The industry session on July 21 highlighted several emerging technology trends in the big data and AI eras, such as machine learning scalability and security, deep learning platforms, and network infrastructure. Yang Liu, Principal AI Researcher at WeBank, presented the key concepts and challenges of federated learning with a focus on real-world industrial applications. Baoyuan Wu from Tencent AI Lab discussed their recent black-box adversarial attack method that can fool all major face recognition APIs. On deep learning platform design, Song Yao from AI business, Xilinx, showcased their development on a software stack that enables faster AI development; while Shuang Liang, CTO of Novauto, China presented a computing platform with hardware-aware optimizations for autonomous driving. Dr. Weixi Gu from China Academy of Industrial Internet shared his insights on Industrial Internet, which is the new network infrastructure in China.

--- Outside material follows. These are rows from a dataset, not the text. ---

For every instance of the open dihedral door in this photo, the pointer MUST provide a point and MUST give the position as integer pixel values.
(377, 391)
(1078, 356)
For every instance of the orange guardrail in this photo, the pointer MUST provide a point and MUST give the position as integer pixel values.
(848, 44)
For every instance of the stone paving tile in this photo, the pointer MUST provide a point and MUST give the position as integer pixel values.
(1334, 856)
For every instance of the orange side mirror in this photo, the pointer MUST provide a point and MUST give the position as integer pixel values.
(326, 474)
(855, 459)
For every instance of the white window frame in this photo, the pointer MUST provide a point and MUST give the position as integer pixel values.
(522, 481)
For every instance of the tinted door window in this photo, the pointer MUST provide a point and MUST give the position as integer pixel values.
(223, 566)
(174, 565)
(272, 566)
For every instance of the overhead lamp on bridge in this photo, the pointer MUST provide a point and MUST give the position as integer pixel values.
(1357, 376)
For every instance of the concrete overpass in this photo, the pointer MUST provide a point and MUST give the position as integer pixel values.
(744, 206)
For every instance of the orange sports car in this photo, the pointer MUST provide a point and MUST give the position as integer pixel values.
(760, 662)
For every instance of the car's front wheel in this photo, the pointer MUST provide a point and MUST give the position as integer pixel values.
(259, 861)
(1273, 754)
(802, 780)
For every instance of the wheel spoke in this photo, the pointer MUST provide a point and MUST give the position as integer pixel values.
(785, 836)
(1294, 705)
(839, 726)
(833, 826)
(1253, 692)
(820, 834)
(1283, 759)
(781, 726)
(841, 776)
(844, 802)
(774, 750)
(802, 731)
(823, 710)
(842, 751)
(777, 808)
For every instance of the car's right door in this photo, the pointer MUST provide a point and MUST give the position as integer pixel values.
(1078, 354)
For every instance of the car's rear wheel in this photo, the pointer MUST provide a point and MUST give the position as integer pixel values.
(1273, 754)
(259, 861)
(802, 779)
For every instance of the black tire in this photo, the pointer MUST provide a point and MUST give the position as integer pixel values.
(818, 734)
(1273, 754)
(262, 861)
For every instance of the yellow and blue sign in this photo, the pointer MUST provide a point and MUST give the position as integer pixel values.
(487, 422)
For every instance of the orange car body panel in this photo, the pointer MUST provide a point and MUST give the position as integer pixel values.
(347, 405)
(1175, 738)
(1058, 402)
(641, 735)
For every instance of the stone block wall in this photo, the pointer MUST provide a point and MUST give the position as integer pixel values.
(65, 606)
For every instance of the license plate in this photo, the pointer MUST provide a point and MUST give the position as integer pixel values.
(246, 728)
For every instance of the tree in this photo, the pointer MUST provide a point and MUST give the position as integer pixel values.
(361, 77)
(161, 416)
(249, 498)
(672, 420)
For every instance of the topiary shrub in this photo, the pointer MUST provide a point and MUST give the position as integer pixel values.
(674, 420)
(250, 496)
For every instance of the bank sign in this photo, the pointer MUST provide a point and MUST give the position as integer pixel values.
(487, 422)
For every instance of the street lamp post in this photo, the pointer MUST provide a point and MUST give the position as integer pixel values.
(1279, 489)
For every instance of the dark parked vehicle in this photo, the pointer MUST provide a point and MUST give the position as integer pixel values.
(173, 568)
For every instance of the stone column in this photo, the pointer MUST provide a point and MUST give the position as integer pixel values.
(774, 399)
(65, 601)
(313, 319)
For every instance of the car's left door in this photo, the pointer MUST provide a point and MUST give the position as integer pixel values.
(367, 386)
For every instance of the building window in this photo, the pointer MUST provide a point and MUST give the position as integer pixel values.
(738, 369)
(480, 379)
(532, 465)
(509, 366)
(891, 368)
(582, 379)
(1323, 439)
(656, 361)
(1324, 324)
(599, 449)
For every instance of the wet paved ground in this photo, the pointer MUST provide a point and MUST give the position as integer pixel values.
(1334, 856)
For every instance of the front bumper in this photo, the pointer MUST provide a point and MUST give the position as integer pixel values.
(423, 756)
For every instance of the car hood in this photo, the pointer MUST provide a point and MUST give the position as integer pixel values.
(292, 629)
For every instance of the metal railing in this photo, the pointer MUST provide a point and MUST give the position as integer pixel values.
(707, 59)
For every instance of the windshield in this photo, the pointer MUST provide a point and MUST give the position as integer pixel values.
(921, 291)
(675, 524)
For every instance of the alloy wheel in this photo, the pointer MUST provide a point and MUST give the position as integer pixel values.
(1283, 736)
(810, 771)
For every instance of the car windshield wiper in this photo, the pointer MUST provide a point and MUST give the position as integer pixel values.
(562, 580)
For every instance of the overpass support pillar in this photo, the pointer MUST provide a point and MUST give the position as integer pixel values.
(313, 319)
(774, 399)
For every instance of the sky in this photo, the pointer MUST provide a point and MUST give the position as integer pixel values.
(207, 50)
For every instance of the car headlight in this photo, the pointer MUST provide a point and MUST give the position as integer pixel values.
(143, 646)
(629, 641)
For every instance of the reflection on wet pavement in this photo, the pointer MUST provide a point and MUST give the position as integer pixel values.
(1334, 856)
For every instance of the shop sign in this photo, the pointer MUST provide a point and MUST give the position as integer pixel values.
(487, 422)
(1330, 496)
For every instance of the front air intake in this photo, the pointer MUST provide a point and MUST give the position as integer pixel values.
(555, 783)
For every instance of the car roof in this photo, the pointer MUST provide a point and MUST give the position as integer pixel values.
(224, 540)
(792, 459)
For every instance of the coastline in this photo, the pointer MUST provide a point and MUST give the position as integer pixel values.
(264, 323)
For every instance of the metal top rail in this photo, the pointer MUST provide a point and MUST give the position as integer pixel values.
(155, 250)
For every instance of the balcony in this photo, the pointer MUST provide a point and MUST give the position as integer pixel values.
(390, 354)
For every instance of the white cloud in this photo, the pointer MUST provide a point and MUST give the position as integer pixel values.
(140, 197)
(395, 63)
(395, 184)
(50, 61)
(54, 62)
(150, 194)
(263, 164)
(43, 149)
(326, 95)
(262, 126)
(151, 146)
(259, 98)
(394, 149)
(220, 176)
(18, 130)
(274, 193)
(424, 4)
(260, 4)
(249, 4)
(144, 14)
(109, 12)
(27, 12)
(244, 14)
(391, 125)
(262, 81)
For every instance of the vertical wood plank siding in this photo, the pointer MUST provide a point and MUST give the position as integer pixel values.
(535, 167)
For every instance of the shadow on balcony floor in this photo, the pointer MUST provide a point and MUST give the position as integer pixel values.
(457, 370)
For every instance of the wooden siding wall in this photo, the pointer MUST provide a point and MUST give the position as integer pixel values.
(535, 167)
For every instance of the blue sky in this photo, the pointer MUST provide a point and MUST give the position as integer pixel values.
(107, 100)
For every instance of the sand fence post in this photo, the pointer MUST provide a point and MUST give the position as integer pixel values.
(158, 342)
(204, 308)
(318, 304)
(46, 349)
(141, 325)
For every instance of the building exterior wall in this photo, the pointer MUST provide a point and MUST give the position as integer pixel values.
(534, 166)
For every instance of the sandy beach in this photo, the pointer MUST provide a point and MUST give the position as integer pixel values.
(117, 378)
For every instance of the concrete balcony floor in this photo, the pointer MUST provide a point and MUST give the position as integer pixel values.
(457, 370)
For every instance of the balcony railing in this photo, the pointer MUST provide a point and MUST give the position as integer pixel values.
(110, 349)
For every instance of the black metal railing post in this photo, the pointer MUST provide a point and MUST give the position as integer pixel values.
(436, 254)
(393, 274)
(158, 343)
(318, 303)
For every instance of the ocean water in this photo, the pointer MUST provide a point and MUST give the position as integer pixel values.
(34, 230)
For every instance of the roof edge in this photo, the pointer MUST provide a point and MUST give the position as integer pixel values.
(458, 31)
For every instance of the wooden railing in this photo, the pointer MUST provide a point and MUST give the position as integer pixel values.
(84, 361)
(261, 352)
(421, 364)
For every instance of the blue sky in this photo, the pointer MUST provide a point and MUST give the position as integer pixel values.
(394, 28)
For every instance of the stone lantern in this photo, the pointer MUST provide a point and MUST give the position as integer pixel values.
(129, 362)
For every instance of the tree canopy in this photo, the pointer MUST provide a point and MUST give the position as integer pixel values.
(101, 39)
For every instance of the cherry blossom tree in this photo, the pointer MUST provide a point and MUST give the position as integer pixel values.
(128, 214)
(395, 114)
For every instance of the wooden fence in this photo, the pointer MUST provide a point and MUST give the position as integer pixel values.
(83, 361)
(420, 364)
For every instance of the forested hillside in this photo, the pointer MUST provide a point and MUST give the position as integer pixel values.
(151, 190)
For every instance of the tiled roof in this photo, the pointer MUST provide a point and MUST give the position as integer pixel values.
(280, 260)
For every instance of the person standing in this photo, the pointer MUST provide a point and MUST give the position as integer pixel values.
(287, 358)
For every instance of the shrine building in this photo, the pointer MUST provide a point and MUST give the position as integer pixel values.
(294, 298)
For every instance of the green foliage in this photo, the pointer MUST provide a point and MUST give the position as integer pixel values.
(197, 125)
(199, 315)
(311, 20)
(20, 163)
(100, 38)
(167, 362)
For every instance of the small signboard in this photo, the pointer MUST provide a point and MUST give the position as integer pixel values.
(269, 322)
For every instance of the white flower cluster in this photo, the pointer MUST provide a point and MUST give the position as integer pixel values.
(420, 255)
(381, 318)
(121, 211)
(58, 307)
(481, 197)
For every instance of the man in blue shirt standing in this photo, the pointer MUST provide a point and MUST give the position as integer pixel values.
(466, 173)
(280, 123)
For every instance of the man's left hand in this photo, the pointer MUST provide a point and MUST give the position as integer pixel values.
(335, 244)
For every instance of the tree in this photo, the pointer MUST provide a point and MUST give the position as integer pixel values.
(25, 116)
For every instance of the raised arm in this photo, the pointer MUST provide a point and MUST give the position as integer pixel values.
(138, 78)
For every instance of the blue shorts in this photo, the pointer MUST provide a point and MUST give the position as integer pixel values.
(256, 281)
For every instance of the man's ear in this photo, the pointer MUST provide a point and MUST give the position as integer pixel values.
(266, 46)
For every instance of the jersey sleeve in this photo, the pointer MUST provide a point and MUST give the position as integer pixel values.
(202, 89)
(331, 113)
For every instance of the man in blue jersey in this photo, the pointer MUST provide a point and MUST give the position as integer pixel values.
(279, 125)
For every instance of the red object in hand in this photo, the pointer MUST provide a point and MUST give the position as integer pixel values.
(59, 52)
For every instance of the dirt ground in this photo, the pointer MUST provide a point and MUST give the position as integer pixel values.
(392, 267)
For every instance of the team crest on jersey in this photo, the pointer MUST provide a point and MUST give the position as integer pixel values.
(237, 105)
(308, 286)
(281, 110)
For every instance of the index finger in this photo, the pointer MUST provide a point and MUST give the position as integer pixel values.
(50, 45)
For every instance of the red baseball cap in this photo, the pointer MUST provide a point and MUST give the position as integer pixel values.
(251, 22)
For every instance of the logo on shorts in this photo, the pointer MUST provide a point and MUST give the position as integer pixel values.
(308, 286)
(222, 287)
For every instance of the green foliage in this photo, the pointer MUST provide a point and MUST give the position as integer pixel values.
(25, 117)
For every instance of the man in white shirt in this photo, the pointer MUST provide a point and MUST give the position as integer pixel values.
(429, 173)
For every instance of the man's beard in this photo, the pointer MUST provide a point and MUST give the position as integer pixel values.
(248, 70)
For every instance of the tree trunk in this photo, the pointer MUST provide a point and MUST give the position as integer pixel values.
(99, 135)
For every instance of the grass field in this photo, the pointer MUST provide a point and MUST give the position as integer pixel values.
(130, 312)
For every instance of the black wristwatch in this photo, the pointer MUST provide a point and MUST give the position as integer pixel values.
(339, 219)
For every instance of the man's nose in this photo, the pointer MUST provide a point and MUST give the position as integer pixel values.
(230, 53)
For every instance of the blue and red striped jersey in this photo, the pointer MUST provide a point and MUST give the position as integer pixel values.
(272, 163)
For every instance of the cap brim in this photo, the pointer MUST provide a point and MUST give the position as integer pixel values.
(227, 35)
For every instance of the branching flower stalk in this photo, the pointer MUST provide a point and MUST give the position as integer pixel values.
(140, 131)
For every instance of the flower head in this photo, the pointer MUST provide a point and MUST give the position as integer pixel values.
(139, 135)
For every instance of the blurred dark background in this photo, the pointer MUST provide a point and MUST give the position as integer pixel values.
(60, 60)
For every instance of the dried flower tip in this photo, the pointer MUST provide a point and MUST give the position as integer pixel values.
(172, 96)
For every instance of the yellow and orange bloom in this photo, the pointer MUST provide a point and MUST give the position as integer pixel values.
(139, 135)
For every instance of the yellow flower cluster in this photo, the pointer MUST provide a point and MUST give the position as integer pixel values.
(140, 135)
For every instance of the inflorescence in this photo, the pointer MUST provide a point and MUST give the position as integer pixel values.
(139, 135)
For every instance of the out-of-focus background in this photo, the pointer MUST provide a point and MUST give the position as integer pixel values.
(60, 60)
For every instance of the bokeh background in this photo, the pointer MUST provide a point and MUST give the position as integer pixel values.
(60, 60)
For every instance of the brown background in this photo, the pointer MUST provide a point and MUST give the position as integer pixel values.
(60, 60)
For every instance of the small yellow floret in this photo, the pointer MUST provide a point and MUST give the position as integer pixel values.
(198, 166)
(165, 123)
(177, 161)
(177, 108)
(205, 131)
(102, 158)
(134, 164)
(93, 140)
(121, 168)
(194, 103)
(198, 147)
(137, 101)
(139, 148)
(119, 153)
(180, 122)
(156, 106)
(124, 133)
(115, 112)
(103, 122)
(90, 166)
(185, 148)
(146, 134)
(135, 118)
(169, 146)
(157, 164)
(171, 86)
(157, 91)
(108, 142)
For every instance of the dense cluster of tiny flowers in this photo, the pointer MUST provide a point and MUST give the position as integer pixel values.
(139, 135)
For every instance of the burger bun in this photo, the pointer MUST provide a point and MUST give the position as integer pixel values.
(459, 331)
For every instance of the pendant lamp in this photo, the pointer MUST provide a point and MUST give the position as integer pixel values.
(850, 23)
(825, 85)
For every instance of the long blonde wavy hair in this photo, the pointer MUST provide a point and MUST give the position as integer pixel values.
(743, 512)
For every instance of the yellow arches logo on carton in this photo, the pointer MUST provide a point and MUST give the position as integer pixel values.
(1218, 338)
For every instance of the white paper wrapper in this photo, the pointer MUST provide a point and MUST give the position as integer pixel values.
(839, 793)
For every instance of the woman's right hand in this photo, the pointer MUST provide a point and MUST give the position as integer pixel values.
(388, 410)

The workshop was successfully concluded by the student poster session on July 22 afternoon. The poster session’s theme was machine learning and data science. Six out of the sixteen accepted poster submissions were invited on stage or on the screen to give short presentations. Poster authors who could not present physically also gave video introductions to their works. “The poster session quality is very high,” commented Professor Kuruoglu after the event.

We need to thank our co-organizers from City University of Hong Kong and the IEEE Information Theory Society Hong Kong Chapter. We also thank our sponsors ByteDance, Xilinx, WeBank, and XuetangX for making this workshop possible for every local and remote participant.